This variant is then called (or not) across all the callsets:

In [8]:
print("Number of calls: {}".format(len(ex.calls)))
print(ex.calls[0])

Number of calls: 3
call_set_name: "HG00096"
call_set_id: "WyJHQTRHSF9ERU0iLCJ2cyIsInBoYXNlMy1yZWxlYXNlIiwiSEcwMDA5NiJd"
genotype: 1
genotype: 0
phaseset: "True"



In [9]:
altcounts = [0,0,0]
for call in ex.calls:
    nalt = call.genotype[0] + call.genotype[1]
    altcounts[nalt] += 1
tot = sum(altcounts)
print("Homozygous ref = {}/{} ({}%)\nHeterozygous alt {}/{} ({}%)\nHomozygous alt = {}/{} ({}%))".\
     format(altcounts[0], tot, int(1000*altcounts[0]*1./tot)/10.,
            altcounts[1], tot, int(1000*altcounts[1]*1./tot)/10.,
            altcounts[2], tot, int(1000*altcounts[2]*1./tot)/10.))

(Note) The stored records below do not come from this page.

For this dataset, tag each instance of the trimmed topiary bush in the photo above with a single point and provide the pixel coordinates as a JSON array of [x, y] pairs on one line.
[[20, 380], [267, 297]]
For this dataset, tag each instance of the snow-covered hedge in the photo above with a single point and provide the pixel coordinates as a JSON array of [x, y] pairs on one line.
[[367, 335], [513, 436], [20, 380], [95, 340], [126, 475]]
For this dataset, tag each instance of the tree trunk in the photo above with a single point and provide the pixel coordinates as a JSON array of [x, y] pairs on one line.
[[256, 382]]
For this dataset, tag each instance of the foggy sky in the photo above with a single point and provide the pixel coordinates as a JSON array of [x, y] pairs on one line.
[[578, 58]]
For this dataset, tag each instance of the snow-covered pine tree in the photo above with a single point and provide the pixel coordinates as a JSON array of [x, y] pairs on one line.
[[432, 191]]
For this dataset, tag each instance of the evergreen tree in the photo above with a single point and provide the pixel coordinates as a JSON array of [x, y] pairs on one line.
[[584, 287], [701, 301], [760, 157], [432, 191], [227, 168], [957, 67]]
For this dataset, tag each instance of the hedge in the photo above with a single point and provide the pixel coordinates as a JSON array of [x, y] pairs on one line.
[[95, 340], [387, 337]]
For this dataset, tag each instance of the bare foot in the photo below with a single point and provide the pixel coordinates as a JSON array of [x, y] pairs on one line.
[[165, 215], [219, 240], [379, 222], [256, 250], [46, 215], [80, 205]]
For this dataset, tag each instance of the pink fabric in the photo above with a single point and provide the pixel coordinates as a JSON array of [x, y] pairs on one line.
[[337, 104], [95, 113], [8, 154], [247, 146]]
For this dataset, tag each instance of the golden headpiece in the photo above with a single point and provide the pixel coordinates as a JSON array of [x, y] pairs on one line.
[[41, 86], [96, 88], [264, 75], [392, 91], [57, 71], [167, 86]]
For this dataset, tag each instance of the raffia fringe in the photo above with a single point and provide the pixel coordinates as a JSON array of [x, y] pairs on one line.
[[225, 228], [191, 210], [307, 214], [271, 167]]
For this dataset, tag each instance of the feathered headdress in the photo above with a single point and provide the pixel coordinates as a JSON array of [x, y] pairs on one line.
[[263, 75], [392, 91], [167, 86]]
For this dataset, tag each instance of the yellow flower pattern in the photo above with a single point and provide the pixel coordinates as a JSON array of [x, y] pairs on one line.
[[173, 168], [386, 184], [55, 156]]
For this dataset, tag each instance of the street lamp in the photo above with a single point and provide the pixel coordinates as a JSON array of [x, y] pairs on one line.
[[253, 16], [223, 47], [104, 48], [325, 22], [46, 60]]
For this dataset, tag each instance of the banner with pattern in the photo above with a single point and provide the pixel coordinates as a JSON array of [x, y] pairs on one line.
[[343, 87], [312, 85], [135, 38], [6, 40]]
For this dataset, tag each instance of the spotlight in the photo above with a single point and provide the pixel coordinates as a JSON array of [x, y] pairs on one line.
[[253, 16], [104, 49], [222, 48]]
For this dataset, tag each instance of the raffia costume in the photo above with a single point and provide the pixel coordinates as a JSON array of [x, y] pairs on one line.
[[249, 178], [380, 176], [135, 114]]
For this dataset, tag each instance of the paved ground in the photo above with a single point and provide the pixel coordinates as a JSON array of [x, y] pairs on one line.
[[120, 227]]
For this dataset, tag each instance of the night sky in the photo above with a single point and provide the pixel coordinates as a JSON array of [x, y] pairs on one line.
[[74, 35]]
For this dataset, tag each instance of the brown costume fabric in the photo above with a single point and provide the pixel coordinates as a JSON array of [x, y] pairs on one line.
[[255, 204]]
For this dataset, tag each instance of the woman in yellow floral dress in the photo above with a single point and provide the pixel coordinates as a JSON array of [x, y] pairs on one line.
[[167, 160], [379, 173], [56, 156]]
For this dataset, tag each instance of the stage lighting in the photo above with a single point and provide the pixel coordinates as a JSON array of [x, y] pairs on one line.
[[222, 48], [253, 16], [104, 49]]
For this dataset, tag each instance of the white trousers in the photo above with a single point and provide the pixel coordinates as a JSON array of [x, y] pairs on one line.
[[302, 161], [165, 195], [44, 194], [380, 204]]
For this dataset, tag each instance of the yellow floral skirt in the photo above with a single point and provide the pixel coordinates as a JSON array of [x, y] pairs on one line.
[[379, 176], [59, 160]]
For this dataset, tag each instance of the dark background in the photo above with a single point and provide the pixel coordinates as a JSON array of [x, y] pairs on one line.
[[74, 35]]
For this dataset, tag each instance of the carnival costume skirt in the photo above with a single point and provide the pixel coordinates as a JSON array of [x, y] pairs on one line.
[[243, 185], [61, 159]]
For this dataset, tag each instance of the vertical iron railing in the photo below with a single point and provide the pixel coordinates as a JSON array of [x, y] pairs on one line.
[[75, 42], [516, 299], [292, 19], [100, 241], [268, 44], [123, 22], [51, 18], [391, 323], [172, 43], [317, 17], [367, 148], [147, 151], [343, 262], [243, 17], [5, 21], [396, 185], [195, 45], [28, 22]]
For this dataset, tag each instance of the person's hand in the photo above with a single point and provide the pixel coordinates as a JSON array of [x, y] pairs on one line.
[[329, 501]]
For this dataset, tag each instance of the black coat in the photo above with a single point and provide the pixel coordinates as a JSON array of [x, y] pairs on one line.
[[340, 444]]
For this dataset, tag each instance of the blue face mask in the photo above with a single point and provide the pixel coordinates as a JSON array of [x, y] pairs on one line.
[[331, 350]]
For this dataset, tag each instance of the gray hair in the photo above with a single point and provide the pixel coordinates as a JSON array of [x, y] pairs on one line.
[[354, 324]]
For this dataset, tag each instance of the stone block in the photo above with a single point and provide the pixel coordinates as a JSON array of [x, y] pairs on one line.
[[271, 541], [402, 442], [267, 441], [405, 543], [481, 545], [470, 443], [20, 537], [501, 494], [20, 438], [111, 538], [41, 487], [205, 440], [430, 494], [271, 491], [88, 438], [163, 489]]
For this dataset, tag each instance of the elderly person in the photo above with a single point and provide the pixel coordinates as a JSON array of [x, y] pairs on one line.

Homozygous ref = 2/3 (66.6%)
Heterozygous alt 1/3 (33.3%)
Homozygous alt = 0/3 (0.0%))


We can find the first call set name corresponding to a hom alt call:

In [10]:
het_alts = [call.call_set_name for call in ex.calls 
            if sum(call.genotype) == 1]
print(het_alts[0])

HG00096


In this case (but not in general!) the readgroupset names are the same as the call set names,
so we can look at the reads corresponding to these calls.  Because reads are aligned to the reference, we need the reference id.  Note too that we have to go through all the read group sets to find the one we want

In [11]:
reference_set = list(client.search_reference_sets())[0]
references = [r for r in client.search_references(reference_set_id=reference_set.id)]
print(references[0])

read_group_sets = list(client.search_read_group_sets(dataset_id=dataset.id))
read_group_set = [rgs for rgs in read_group_sets if rgs.name in het_alts][0]
print("Read group set : {}".format(read_group_set.name))

id: "WyJHUkNoMzciLCIxIl0"
length: 138395
md5checksum: "bb07c91cda4645ad8e75e375e3d6e5eb"
name: "1"

Read group set : HG00096


In [12]:
start = ex.start-10
end = ex.end+10
length = end-start+1

print(client.list_reference_bases(references[0].id, start=start, end=end))
print("")
for read_group in read_group_set.read_groups:
    sequences = list(client.search_reads(read_group_ids=[read_group.id], 
                                        start=start, end=end,
                                        reference_id=references[0].id))
    for sequence in sequences:
        seqstart = sequence.alignment.position.position
        pos_strand = sequence.alignment.position.strand == 2
        if seqstart <= start and pos_strand:
            print(sequence.aligned_sequence[start-seqstart:start-seqstart+length])

CCTAACCCTAACCTAACCCTA

CCTAACCCTAACCCTAACCCTA
ACCCTAACCCTAACCCTAAACC
CCTAACCCTAACCTAACCCTAA
CCTAACCCAACCCTAACCCTAA
CCTAACCCTAACCCTGACCCTA
CCTAACCCTAACCTAACCCTAA
CCTAACCCTAACCCCAACCCCA


## ExAC

ExAC also has a [rest API](https://github.com/hms-dbmi/exac_browser), but it only handles variants and their annotations, and there isn't a cute python API wrapper yet:

In [13]:
import requests
exac_base_url = "http://exac.hms.harvard.edu/rest/"
chrom = "1"
start = "13000"
stop = "20000"
region_id = chrom + "-" + start + "-" + stop
print(region_id)

1-13000-20000


In [14]:
response = requests.get(
        exac_base_url + "region/variants_in_region/" + region_id)
variants = response.json()
print(variants[0])

print("Variant allele frequencies: ")
print(sorted([variant['allele_count'] for variant in variants]))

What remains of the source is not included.